In the word RAINBOW, how many distinct permutations of all the letters are possible in which R and W occupy the two end positions (in either order)?

Introduction / Context:
This arrangement problem involves placing specific letters at fixed types of positions, namely the ends of a word. The word RAINBOW has seven distinct letters, and we must count how many permutations have R and W at the two extreme positions, in any order. Once the end letters are fixed, the remaining letters can be permuted freely in the middle positions.

Given Data / Assumptions:

• The word is RAINBOW, with letters R, A, I, N, B, O, W.
• All letters are distinct.
• The two end positions are the first and last positions of the seven letter arrangement.
• R and W must occupy the end positions in any order.
• The remaining five letters (A, I, N, B, O) fill the middle positions.

Concept / Approach:
First, determine how many ways R and W can be placed at the two ends. Then, determine how many ways to arrange the remaining five distinct letters in the five middle positions. Multiply these counts to get the total number of valid arrangements. This is a straightforward permutation problem with an additional constraint on specific positions.

Step-by-Step Solution:
Step 1: Place R and W at the two ends. The two end positions are left and right ends of the word. R can be at the left and W at the right, or W at the left and R at the right. Number of ways to assign R and W to the ends = 2. Step 2: Arrange the remaining letters in the middle positions. Remaining letters: A, I, N, B, O (5 distinct letters). Number of ways to arrange 5 distinct letters = 5! = 120. Step 3: Multiply the contributions. Total valid permutations = 2 * 5! = 2 * 120 = 240.

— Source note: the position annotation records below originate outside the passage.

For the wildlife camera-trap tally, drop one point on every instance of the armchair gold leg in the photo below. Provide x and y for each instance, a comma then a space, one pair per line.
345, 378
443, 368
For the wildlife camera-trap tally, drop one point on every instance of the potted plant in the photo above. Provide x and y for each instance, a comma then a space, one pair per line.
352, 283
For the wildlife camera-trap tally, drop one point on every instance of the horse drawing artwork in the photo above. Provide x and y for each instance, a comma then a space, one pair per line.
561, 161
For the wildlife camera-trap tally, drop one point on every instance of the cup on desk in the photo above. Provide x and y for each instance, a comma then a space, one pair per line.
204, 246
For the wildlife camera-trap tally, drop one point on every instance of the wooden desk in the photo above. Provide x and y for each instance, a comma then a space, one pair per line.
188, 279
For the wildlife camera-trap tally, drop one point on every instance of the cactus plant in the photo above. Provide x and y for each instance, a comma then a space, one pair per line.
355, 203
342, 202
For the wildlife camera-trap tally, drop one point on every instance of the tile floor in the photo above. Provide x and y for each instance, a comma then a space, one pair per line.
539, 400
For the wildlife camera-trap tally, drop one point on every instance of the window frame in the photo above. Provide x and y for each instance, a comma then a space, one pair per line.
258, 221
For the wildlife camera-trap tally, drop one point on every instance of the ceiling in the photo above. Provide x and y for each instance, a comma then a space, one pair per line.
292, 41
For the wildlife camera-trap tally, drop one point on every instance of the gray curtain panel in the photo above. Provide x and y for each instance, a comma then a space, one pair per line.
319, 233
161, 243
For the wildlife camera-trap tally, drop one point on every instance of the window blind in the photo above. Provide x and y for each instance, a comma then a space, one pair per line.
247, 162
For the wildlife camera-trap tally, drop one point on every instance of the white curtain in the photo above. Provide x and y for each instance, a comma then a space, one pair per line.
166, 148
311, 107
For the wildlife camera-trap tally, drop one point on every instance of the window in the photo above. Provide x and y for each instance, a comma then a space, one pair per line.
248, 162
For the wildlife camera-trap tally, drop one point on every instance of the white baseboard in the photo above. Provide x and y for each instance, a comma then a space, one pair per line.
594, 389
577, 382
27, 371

Verification / Alternative check:
Instead of thinking in two steps, we can imagine first choosing which letter goes to the left end (2 choices: R or W), which automatically fixes the right end as the other letter. Then we arrange the remaining 5 letters in the middle. This again leads to 2 * 120 = 240 permutations, confirming the result.

Why Other Options Are Wrong:
Option 120 corresponds to fixing R and W at specific ends but forgetting that they can be swapped. Option 180 or 210 do not match any simple product of 2 and a factorial. Option 360 would be 3 * 120, suggesting that three end configurations were counted, which is not possible here because only R and W can occupy the ends under the given condition.

Common Pitfalls:
A frequent mistake is to treat the two ends as indistinguishable, counting only 5! = 120 arrangements and ignoring swapping R and W. Another error is to forget that the remaining letters are all distinct and therefore should be arranged using 5!. Explicitly separating the assignment of end letters from the permutations of middle letters avoids such mistakes.

Final Answer:
There are 240 different permutations of RAINBOW where R and W occupy the two end positions.